A Few Highlights From A Semester Abroad

A Virginia country old boy was courted by a local painter and convinced to be drawn shirtless and with unbuttoned pants…as a centaur.

A 21 year old ODJ survivor danced in an internet café in Olympia with a 16 year old German boy.

A Canadian, who claimed to have been drugged, thought the bus was leaving without him, at 4am, so he ripped off the windshield wiper and broke the side window.

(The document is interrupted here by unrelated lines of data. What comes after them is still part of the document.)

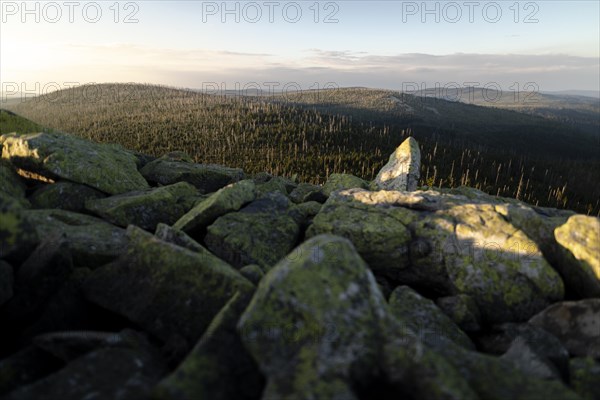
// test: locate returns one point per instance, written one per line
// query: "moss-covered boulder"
(585, 377)
(307, 192)
(10, 182)
(91, 241)
(64, 195)
(273, 184)
(225, 200)
(475, 251)
(42, 274)
(424, 318)
(207, 178)
(181, 239)
(342, 182)
(575, 323)
(579, 239)
(379, 233)
(261, 233)
(218, 367)
(461, 309)
(571, 243)
(108, 168)
(315, 320)
(168, 290)
(253, 273)
(146, 208)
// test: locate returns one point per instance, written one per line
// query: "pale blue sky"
(373, 43)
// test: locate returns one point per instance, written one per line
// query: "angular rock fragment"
(402, 171)
(146, 208)
(108, 168)
(207, 178)
(218, 367)
(579, 239)
(261, 233)
(167, 290)
(225, 200)
(575, 323)
(342, 182)
(64, 195)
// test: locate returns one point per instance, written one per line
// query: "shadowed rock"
(575, 323)
(402, 171)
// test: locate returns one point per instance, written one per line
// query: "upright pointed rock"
(402, 170)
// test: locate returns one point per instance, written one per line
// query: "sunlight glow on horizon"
(377, 44)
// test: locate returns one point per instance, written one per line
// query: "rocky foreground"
(123, 276)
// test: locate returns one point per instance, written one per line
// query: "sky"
(282, 45)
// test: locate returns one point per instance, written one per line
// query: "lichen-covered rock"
(424, 318)
(37, 279)
(207, 178)
(475, 251)
(585, 377)
(575, 323)
(225, 200)
(218, 367)
(260, 233)
(501, 379)
(314, 321)
(402, 171)
(10, 183)
(108, 168)
(64, 195)
(539, 359)
(307, 192)
(342, 182)
(273, 184)
(253, 273)
(112, 373)
(379, 233)
(463, 310)
(146, 208)
(6, 282)
(167, 290)
(580, 261)
(498, 339)
(92, 241)
(68, 310)
(16, 233)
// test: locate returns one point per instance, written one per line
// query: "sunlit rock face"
(403, 168)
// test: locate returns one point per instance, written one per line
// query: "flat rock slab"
(108, 168)
(168, 290)
(92, 241)
(207, 178)
(64, 195)
(312, 318)
(261, 233)
(471, 249)
(228, 199)
(575, 323)
(379, 233)
(146, 208)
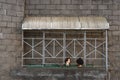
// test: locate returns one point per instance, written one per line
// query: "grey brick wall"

He then spent the night in a Greek prison.

After a semester of constantly hosting Monday parties, breaking furniture, leaving mounds of garbage in the living room, and having the police called on them, 4 guys were evicted from their apartment for adopting a stray dog.

After a full night of drinking, 3 guys went out to strip clubs on a Saturday night, only to realize it was technically Easter Sunday.

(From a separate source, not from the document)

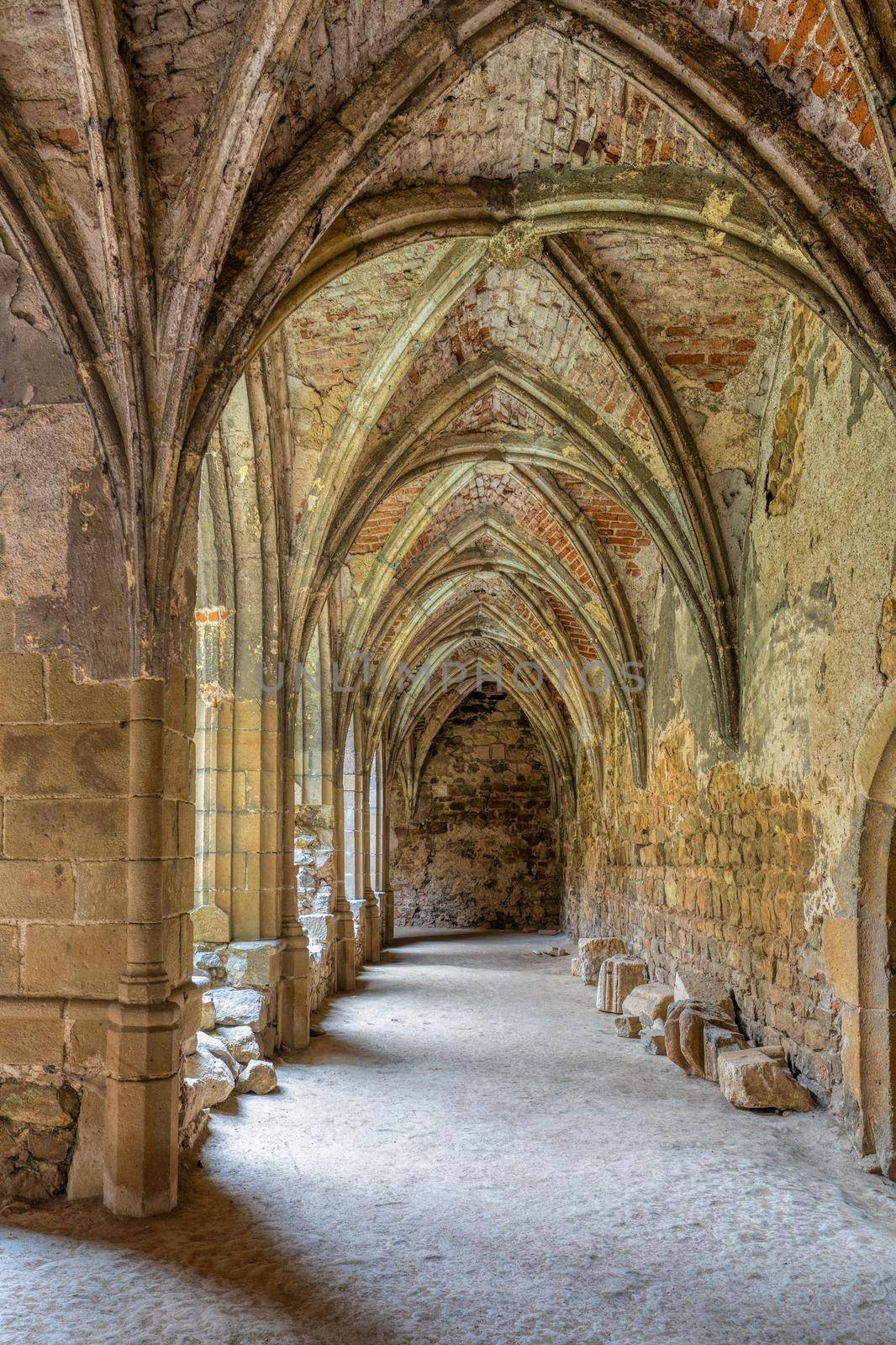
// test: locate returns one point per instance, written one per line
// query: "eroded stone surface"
(752, 1080)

4 guys were strip searched at a train station in Germany after being too high to successfully smuggle shrooms from Amsterdam into Berlin.

I awoke one morning in a hostel in a different neighborhood of Athens, sharing a room with seven other people I didn’t know.

A gang of 17-year olds punched my roommate in the face.

Another one of my roommates also punched that roommate in the face.

Prior to this, that roommate was voted “most likely to get punched in the face.”

I found myself in a van with 9 of the most absurdly Asian people I had ever seen in my life. Picture the Asian chick that was outside the abortion clinic in the movie Juno, but 9 times. So mathematically inclined and tiny-penised was this crew that Mike Choi himself would have had some serious trouble matching up with their oriental credentials. Such a squad could cancel out the collective badassness of Babe Ruth, Kimbo Slice, the entire Rat Pack, Vince Vaughn in Swingers , and an 8th grade Alex Olmetti mid-anti-lacrosse-Braveheart speech. Were any of these piano-playing, car-crashing, nerds to ever try to deny their natural attraction to hentai, pokemon, and bright, flashing lights they would stand about as good of a chance of succeeding as Nick D. in a job interview for the position of fact checker at the New York Times. Also, one of them had a mullet.